A Sherman tank of the U.S. Army 9th Armored Division heads into action against the advancing Germans during the Battle of the Bulge. {Warfare History Network]

The eighth of Trevor Dupuy’s Timeless Verities of Combat is:

Successful defense requires depth and reserves.

From Understanding War (1987):

Successful defense requires depth and reserves. It has been asserted that outnumbered military forces cannot afford to withhold valuable firepower from ongoing defensive operations and keep it idle in reserve posture. History demonstrates that this is specious logic, and that linear defense is disastrously vulnerable. Napoleon’s crossing of the Po in his first campaign in 1796 is perhaps the classic demonstration of the fallacy of linear (or cordon) defense.

The defender may have all of his firepower committed to the anticipated operational area, but the attacker’s advantage in having the initiative can always render much of that defensive firepower useless. Anyone who suggests that modern technology will facilitate the shifting of engaged firepower in battle overlooks three considerations: (a) the attacker can inhibit or prevent such movement by both direct and indirect means, (b) a defender engaged in a fruitless firefight against limited attacks by numerically inferior attackers is neither physically nor psychologically attuned to making lateral movements even if the enemy does not prevent or inhibit it, and (c) withdrawal of forces from the line (even if possible) provides an alert attacker with an opportunity for shifting the thrust of his offensive to the newly created gap in the defenses.

Napoleon recognized that hard-fought combat is usually won by the side committing the last reserves. Marengo, Borodino, and Ligny are typical examples of Napoleonic victories that demonstrated the importance of having resources available to tip the scales. His two greatest defeats, Leipzig and Waterloo, were suffered because his enemies still had reserves after his were all committed. The importance of committing the last reserves was demonstrated with particular poignancy at Antietam in the American Civil War. In World War II there is no better example than that of Kursk. [pp. 5-6]

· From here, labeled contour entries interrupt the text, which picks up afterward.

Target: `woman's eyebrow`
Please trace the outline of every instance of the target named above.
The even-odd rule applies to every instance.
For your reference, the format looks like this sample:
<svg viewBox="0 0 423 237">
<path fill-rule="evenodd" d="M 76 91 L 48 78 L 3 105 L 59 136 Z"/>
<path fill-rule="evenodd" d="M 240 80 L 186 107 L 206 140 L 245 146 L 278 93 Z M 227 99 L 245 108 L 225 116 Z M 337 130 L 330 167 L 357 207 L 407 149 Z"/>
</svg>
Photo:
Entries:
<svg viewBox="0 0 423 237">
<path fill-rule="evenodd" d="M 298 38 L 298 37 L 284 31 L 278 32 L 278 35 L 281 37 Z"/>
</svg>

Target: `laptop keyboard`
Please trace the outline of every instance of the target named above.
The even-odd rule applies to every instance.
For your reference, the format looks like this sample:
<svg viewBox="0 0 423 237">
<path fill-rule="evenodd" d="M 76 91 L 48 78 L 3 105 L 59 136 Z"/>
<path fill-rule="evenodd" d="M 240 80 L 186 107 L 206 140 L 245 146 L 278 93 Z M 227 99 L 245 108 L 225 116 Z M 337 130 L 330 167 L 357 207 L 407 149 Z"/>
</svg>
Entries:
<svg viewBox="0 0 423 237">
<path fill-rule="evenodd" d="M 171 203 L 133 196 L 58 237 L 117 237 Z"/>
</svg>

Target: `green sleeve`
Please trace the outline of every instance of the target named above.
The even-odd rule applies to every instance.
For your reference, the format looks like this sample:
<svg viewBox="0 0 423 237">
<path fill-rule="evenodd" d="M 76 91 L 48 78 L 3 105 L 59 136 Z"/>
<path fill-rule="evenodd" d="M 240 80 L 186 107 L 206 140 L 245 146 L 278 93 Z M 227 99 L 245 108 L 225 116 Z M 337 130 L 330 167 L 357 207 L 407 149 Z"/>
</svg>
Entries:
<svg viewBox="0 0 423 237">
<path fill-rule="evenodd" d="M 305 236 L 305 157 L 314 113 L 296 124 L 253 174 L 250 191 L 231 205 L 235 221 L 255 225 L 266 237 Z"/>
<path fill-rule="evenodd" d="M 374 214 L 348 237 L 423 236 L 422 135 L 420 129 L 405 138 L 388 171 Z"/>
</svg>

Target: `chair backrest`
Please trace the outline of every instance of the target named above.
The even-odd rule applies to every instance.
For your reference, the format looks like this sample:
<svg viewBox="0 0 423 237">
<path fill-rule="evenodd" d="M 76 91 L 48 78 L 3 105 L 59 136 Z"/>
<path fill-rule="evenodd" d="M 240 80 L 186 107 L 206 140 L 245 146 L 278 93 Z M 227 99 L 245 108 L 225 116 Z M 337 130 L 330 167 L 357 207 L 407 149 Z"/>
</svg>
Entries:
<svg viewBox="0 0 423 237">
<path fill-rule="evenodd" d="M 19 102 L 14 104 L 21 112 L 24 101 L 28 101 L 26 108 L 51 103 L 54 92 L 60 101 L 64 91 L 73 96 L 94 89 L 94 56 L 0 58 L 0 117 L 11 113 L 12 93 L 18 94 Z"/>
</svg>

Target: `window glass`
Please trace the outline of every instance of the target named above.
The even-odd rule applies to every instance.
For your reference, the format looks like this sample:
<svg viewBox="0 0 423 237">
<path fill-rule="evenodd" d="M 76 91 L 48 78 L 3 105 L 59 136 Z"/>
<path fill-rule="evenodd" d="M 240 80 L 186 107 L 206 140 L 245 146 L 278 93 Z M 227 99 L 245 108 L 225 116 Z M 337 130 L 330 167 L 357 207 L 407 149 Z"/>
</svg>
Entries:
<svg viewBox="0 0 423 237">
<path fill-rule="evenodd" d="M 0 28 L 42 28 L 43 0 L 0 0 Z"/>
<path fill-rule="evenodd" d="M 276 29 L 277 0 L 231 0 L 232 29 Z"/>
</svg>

Dupuy’s observations about the need for depth and reserves for a successful defense take on even greater current salience in light of the probably character of the near-future battlefield. Terrain lost by an unsuccessful defense may be extremely difficult to regain under prevailing circumstances.

The interaction of increasing weapon lethality and the operational and human circumstantial variables of combat continue to drive the long-term trend in dispersion of combat forces in frontage and depth.

Long-range precision firepower, ubiquitous battlefield reconnaissance and surveillance, and the effectiveness of cyber and information operations will make massing of forces and operational maneuver risky affairs.

As during the Cold War, the stability of alliances may depend on a willingness to defend forward in the teeth of effective anti-access/area denial (A2/AD) regimes that will make the strategic and operational deployment of reserves risky as well. The successful suppression of A2/AD networks might court a nuclear response, however.

Finding an effective solution for enabling a successful defense-in-depth in the future will be a task of great difficulty.